Quand viendra le triomphe de l’amour-3 octobre 2011

Je vous ai expliqué, déjà, que vous ne pouviez pas vous incarner dans un animal, après avoir été un être humain. Non pas parce que l’homme est un être meilleur que l’animal, mais parce qu’il manquerait alors des possibilités, pour l’âme, d’exprimer l’amour. Un peu comme si vous n’aviez pas tous les fils électriques qu’il faut pour faire fonctionner un appareil.

Qu’est-ce qui fait la différence entre un animal et un homme, alors, concrètement, me demanderez-vous ? Les différences sont multiples, et il serait impossible de généraliser, ou d’aller dans le détail pour tous les animaux et tous les hommes. Mais en voici tout de même une. Le chat, par exemple, ayant trouvé une souris, s’amusera à la torturer, de la façon la plus cruelle. Il n’éprouvera pas la compassion que vous, vous serez à même de ressentir, pour une possible victime. Alors, bien sûr, il y a des hommes qui torturent. Alors, que se passe-t-il, lorsqu’un homme se rend coupable de tels agissements ? Il se passe qu’il « coupe un fil », celui qu’il avait en lui, et que le chat n’a pas. Quelle que soit la raison qui mène une personne à couper ce fil, elle a toujours la possibilité, dans toute sa vie, de le ressouder. Et de laisser donc la compassion exister en elle. Mais si vous parlez à un chat, avec la parole de Dieu, il ne trouvera pas en lui ce fil. Jusqu’à ce que vous ayez fait triompher l’amour sur la terre, il en sera ainsi. Mais, quand vous l’aurez enfin fait, alors, la biche vivra avec le tigre.

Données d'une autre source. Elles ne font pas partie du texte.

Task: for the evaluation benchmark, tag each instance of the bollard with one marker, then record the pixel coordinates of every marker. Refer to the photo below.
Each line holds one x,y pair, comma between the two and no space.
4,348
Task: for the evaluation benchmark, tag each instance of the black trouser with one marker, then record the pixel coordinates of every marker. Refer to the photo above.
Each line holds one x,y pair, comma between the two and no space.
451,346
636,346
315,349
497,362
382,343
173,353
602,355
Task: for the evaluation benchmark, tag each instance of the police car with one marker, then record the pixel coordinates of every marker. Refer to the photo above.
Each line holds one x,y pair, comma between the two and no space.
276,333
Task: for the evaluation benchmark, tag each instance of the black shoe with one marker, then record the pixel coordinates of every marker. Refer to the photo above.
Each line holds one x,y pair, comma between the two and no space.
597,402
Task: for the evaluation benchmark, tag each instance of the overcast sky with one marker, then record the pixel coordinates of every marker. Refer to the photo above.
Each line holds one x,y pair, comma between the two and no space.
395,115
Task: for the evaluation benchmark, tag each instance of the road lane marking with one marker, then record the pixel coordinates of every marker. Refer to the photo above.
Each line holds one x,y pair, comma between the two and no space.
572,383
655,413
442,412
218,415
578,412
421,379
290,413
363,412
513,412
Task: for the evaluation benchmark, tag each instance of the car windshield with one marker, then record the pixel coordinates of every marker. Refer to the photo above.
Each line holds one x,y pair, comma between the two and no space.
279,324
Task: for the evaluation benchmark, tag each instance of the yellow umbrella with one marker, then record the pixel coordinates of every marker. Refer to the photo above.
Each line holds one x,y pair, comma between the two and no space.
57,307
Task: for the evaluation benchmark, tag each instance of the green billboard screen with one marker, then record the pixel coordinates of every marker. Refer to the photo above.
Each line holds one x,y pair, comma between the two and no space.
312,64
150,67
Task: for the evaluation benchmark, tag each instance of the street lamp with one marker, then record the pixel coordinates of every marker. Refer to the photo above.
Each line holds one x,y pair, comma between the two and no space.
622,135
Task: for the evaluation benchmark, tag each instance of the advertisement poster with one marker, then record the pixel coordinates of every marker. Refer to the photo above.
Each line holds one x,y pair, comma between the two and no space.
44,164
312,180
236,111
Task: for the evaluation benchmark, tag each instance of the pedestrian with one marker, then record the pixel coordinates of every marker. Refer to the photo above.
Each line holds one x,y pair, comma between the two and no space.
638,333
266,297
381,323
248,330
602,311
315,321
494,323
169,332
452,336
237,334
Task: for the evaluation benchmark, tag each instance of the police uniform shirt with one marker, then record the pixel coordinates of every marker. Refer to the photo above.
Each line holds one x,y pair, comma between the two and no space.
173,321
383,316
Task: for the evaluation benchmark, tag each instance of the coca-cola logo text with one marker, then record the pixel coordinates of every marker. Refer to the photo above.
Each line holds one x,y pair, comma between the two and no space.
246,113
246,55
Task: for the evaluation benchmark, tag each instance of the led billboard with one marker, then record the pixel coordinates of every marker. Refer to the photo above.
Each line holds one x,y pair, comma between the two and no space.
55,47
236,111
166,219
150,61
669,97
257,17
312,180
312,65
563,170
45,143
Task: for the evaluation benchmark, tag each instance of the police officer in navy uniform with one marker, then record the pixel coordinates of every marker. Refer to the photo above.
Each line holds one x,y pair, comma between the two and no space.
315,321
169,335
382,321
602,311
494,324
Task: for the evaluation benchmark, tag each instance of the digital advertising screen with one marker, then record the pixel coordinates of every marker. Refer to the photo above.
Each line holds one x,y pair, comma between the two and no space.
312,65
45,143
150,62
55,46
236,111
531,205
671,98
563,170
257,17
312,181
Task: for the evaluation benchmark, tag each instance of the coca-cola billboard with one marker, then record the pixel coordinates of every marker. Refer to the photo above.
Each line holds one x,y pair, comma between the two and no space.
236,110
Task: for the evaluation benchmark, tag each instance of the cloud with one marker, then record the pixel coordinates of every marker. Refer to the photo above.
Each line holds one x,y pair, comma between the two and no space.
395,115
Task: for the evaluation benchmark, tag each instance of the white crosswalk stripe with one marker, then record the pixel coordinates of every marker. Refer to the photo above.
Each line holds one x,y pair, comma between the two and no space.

Il existe des animaux qui ont en eux le « fil » de compassion. Le chien, par exemple, en manifeste souvent beaucoup pour son maître. Capable, sans un mot, de connaitre ses ressentis et de tenter de le consoler si besoin. Mais alors, un autre fil sera manquant. Par exemple, celui de l’amour filial. Qui vous permet, à vous, homme ou femme, d’aimer vos enfants même lorsqu’ils sont adultes et autonomes. Chose qui n’entre pas en considération dans le mode de vie d’un chien.

Mais, encore une fois, quand viendra le triomphe de l’amour, on verra des chiens aimer et nourrir leurs enfants adultes.

En attendant, ce serait une bonne chose, n’est-ce pas, que les hommes et les femmes ne coupent pas le fil de la compassion, et apprennent à ne plus se torturer, peu ou prou, les uns les autres. Ils trouveraient là une raison de s’aimer davantage, sans avoir besoin de faire la guerre pour savoir qui mérite le plus la considération qui fait tant défaut à ceux qui ont tous les moyens de s’aimer mais ne le font pas au dixième de leurs possibilités.